I've seen too many cases where a FSBO finally gave into a ERTS only for the property to sit on the market longer than it 'may' have if it was just exclusive agency or open agency.
I always push for ERTS too but once it's an owner advertising on MLS and claiming to have strong offers already, I dont see why anyone in their right mind would just hand over the listing without any competition agains the work they've already put into marketing and leads/offers.
Ie once a FSBO breaks down and takes an ERTS what if the the exclusive agent with right to sell after weeks and weeks doesn't bring any better offer and then the FSBO decides to go with an offer made right before the ERTS, the agent is still likely to claim they spent so much on marketing and such and so now want at least part of the commission per later agreement, when in reality the ERTS agent did not perform at all - just wasted his clients time- and the FSBO performed better without agent and now has to deal with possibly being held liable for agent's marketing expenses etc when agent delivered nothin but crap.
I see your point. If you have an offer on the table, take it - especially when you are a seasoned investor. The problem is 80% of the agents don't have the education or market knowledge to provide the value. Once a property hits the MLS, Realtors are not supposed to solicit the listing. It's against the Realtor Code of Ethics and they can even lose access to the MLS. Even if the property is a limited service or entry only, it still counts.

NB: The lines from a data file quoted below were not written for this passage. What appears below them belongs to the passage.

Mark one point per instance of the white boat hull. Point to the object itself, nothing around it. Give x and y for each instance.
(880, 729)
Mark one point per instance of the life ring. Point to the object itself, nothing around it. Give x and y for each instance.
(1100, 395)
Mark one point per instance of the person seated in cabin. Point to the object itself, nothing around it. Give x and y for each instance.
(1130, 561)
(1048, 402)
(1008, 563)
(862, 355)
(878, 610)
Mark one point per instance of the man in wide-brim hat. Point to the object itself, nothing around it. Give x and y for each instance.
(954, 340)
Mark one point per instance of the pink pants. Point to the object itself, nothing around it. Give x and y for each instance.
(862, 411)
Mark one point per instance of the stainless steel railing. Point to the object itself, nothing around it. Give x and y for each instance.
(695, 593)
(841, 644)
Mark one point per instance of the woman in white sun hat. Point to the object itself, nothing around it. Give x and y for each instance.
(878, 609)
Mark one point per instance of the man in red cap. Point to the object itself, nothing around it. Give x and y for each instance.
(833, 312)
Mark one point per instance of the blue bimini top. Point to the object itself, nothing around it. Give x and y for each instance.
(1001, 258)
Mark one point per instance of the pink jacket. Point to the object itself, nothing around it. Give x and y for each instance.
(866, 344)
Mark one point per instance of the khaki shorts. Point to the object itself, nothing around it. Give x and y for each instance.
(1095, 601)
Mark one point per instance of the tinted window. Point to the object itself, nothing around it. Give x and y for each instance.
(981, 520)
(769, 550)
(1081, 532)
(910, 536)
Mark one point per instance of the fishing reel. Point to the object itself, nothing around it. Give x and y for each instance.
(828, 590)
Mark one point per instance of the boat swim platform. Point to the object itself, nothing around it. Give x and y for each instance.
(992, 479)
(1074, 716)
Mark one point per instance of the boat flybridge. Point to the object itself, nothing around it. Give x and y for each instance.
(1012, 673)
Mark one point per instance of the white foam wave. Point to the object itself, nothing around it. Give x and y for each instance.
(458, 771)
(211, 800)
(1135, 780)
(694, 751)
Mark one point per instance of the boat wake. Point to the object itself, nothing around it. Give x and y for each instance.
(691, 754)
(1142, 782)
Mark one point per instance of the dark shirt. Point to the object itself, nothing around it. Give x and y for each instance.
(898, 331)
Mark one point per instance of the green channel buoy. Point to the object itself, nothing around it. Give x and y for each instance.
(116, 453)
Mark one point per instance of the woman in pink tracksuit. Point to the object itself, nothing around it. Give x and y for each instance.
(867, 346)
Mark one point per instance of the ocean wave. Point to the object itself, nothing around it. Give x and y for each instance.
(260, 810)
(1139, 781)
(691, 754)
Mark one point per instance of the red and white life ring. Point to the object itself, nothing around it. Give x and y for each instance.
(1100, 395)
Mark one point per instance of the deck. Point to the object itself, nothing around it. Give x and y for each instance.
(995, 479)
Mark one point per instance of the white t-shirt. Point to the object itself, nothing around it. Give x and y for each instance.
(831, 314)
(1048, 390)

The bait and switch drives me crazy as well. "I have a buyer ready..." 9 times out of 10 there is no buyer. IMO, if are honest and provide a valuable service then you will have work. If you bait and switch, use sketchy tactics, or try to lock someone in to agreement that is not mutually beneficial, then you shouldn't be in business to begin with.
Your last example, where the FSBO had an offer then decided to go ERTS with the agent not producing sounds flawed. Either the seller should have taken the offer to begin with and move on, or the property is not marketed correctly, or the agent took an overpriced listing and should have told you to take the offer you had. The agents should be honest up front. If you have a good offer, then take it. On the other hand, if the FSBO agrees to employ the agent, he/she should stick to the agreement. His/her choices are to either take the first offer, continue to market the property on his/her own, or hire the agent.
I sell commercial real estate. I want the relationship with my clients. They are not getting my time unless they commit to me.
It's every right for an investor to contact umpteen brokers/agents and say if you bring me something I will compensate you. It's also very easy to try to screw the broker/agent over and the seller say they generated the buyer to get out of paying a commission.
It's my business and I can dictate what clients I choose to work with. I have earned that right over the years. I am an investor myself so I see all angles.
My best clients get to look at the deals first and decide if they want them or not. On listing I would only do ERTS. You really need an inexperienced agent with little to no business wanting to go after anything else. Some experienced investors do not want brokers/agents. They want gophers to do their bidding on the cheap. People that are highly successful do not need or want to do such things.
If there is a property that I know is a great fit for my regular buyers I will take a look at it, report my findings and make write offer for them.
Other than that situation exclusive right to sell is the only way I will take a listing.